Years ago, in a pre-mobile phones era, I was teaching English at the same school in Cagliari where one of his sons, Nicòla, was a student. Nicòla wasn’t in one of my classes, but his class was one of the three that took part in a school trip to Rome that two of my colleagues and I were in charge of. Needless to say, when we arrived at the hotel the kids ignored the way rooms had been allocated and re-arranged themselves to share a room with their best mates. I knew where each of them was at the end of this reshuffle, the hotel reception didn’t. So when very early one morning reception called me to say that a parent was trying to locate his son and could I help by taking the call, although annoyed and half-asleep I said yes. I recognised his voice instantly and, suddenly awake, I automatically stood to attention (you don’t sit when Gigi Riva is talking to you, do you?). He didn’t say “This is Gigi Riva, do you know where my son is?”. He said, very politely, “This is Nicòla Riva’s father and I can’t find him - can you help me, please?”. Nicòla Riva’s father. That’s Gigi Riva for you.
About the author
IWCA activist Dona Velluti has lived in Oxford for the last 22 years, but she was born in Cagliari and grew up there when Gigi Riva was at the height of his powers. She agonised with the rest of Italy the night of June 17, 1970 during what became known as “the match of the century”, the Mexico World Cup semi-final Italy v West Germany 4-3
At 5.9ft, she was told she should play basketball like the rest of her family (her uncle Claudio played in the national team, her youngest sister Martina was also a successful basketball player), but she loved swimming (she was a member of the Rari Nantes team, including the medley relay). This meant accepting her role of eternal second behind her friend Patrizia Paxi, from the rival team Aquila, except for the 1976 Sardinian Summer Championship, when she won two titles because Patrizia was away, competing in the national championship Dona had failed to qualify for.

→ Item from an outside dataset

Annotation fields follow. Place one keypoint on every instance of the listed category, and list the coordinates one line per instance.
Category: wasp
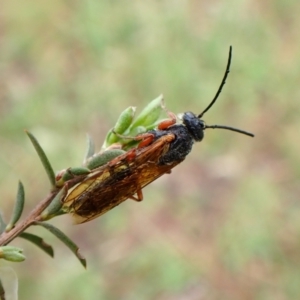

She retired from swimming at 17, and after trying to do as she was told by playing basketball for a bit, she turned to athletics. She loved running (400m and 800m – Alberto Juantorena and Edwin Moses were her heroes), but, again, she had no talent for it and she was told to train for discus throwing. But she kept running, until her coach got fed up with her. Some babies never learn… In 2011 she injured her right knee so she can’t run anymore. But she swims 4 days a week, and is the IWCA swimming team coach-in-waiting.